Sirens wailed through the chill night air as a group of Mexicans stumbled down a country road, crouching in the grass among rats and snakes to escape the flashlights of border patrol agents. "Quick, run, don't stop," people traffickers whispered, pushing their charges down a rocky bank to huddle together in the dark.
But there was no border to cross in the cactus-dotted hillsides of central Mexico, and the travellers had paid a fraction of the going rate to cross the US border on a journey that lasted just hours, instead of days.
The caminata nocturna, or night walk, is a pretend border crossing advertised as an extreme sport, alongside dinghy rides and camping, at a park run by a community with a history of carrying out real border treks into the United States in the hope of making some money. Ninety percent of the 1,100 inhabitants of El Alberto community in Hidalgo State live and work in the United States, at least for part of the year. Many have crossed the border illegally.
But as the US financial crisis sinks in and jobless Mexicans start to return home, the community, about 1,000 miles (1,600 kilometres) from the US border, is turning its unusual expertise into a lucrative tourist attraction. "The idea of the night walk was born here because we have lived it, suffered it and we're doing it because we know about it," said Luis Garcia Bravo, the 42-year-old group leader who first crossed into the US in 1987.
The walks, organised most weekends, take place at a holiday resort amid fields of corn and beans, and are run by a close-knit community that otherwise lives off subsistence farming. The project began 15 years ago with the construction of two public toilets and grew with funds and ideas sent back from the United States to include a swimming pool complex and tourist lodges.

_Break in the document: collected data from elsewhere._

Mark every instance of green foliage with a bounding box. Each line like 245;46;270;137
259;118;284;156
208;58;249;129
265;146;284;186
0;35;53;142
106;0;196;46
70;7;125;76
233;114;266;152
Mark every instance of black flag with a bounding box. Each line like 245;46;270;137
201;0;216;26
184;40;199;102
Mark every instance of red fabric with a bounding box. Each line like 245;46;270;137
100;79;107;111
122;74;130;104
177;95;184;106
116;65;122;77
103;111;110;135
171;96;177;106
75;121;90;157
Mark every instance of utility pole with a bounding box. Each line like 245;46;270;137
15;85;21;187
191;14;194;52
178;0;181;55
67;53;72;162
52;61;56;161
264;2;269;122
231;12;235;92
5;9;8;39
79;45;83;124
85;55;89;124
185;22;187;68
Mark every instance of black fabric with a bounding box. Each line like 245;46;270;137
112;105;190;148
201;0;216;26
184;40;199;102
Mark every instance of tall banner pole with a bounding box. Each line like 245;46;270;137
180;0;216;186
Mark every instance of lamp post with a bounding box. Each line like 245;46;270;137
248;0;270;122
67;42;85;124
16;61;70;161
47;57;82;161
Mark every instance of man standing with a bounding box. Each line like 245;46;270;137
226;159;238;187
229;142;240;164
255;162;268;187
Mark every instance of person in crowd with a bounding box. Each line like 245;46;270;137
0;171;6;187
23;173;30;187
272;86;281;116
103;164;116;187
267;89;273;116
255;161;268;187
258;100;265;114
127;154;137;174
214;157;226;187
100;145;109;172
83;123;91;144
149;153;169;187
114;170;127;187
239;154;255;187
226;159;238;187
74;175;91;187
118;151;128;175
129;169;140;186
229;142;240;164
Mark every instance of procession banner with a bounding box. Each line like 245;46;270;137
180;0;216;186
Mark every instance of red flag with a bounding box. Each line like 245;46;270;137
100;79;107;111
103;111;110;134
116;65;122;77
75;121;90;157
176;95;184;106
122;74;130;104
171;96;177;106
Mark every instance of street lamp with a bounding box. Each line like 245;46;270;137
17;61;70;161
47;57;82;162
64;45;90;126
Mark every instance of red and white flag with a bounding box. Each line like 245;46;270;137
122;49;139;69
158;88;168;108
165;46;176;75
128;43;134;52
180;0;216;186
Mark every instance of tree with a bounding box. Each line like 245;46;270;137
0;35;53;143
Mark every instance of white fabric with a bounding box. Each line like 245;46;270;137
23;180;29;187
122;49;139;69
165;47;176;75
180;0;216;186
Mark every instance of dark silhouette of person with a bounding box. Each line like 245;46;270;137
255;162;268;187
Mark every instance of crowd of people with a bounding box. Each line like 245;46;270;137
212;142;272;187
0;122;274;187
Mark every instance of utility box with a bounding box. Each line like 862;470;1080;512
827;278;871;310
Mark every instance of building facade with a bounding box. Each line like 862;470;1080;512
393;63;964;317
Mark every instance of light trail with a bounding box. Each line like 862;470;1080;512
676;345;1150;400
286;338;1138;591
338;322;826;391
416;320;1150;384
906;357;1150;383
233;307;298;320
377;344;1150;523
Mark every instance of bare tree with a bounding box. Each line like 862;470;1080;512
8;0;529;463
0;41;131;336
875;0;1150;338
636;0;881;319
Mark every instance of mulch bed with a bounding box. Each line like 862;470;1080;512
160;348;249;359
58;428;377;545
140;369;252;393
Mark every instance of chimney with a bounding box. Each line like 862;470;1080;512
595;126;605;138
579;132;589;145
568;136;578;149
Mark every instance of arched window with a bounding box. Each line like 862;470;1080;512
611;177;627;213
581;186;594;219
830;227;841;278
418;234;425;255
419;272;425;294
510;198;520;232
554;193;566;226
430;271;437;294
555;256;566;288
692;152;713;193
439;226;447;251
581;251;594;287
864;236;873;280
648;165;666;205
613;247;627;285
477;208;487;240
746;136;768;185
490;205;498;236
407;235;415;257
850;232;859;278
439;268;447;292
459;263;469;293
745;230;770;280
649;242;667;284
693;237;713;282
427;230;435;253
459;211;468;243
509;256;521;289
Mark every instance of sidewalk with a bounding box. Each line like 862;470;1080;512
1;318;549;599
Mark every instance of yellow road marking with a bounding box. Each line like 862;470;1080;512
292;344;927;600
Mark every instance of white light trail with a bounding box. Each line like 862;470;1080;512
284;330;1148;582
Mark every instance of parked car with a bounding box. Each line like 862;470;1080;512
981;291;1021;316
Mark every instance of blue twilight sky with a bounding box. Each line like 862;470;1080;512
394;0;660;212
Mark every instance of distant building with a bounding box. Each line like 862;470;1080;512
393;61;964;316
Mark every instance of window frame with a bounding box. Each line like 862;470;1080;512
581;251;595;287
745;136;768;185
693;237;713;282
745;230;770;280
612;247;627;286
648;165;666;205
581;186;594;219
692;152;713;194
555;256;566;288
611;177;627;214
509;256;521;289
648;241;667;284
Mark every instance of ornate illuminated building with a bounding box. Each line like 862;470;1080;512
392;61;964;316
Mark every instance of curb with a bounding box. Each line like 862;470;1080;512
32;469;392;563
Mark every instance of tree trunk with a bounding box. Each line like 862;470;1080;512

Community members can vote to order others to come home from construction and housekeeping jobs in the United States on yearly rotations, to bring funds and hands to help the project grow. "We're elected for a year. We don't keep a single peso. We spend it all here," Bravo said, referring to how they have to stay home for a year to work on the project.
If someone refuses to take part they have to leave the village, and can only return if they pay a fine. The border crossing was just another bid to make money when it began four years ago, but it has rapidly become a major attraction, and hundreds now take part each year. They include tourists from across the country and abroad, as well as groups of school children. Tourists now pay between 100 pesos (10 dollars) to 250 pesos for the experience.
"In the beginning, local authorities said we were promoting immigration and wanted us to stop," said a tour leader wearing a balaclava and calling himself Pancho. But organisers say they aim to raise awareness about the struggle of hundreds of thousands of desperate Mexicans who cross the border each year.
After lounging around a swimming pool on a sunny afternoon, some 60 high school students were given a walk on the wild side as they wandered into the night on their border adventure. Patrol sirens and flashlights pursued the group during a four-hour journey, at one point forcing them to hide in a pitch black tunnel as shots rang out on the road.
"Where are you from? Don't move," a group of border agents shouted in English to a handful of kids caught in dazzling torchlight. After running and crouching in rough terrain for several hours, one girl sprained her ankle and several others screamed in terror at hearing animal noises from the woods. By the time the journey was over, the false immigrants had had enough.
Their teachers hoped the experience has catapulted them out of their comfort zones for a few hours. "Definitely I think it will have an impact on them," said English teacher Christa Kromer as her pupils interrogated their guides about real-life crossings, in a rare exchange across Mexico's social divide.
"I wasn't scared, but it's strange to put yourself in someone else's shoes, to feel how those who seek to cross the border feel," said 19-year-old Mexican Sergio Salinas. "I knew that a lot of people suffered but I never realised how much."
"I now realise that it's not just stories, but there are real families who suffer this," said 18-year-old Maria Isabel Golec. "The worst was the uncertainty of not being able to see where I was going." El Alberto residents hope visitors will keep coming to the park, as they watch the economic crisis unfold in the United States, with many planning to stay in Mexico to wait out the financial turmoil.
"We had good work there before with good salaries but since the crisis it has been much harder," Bravo said. "We hope that people who come here are frightened so they don't want to go there. Now that there's the crisis it's not worth it, they shouldn't go."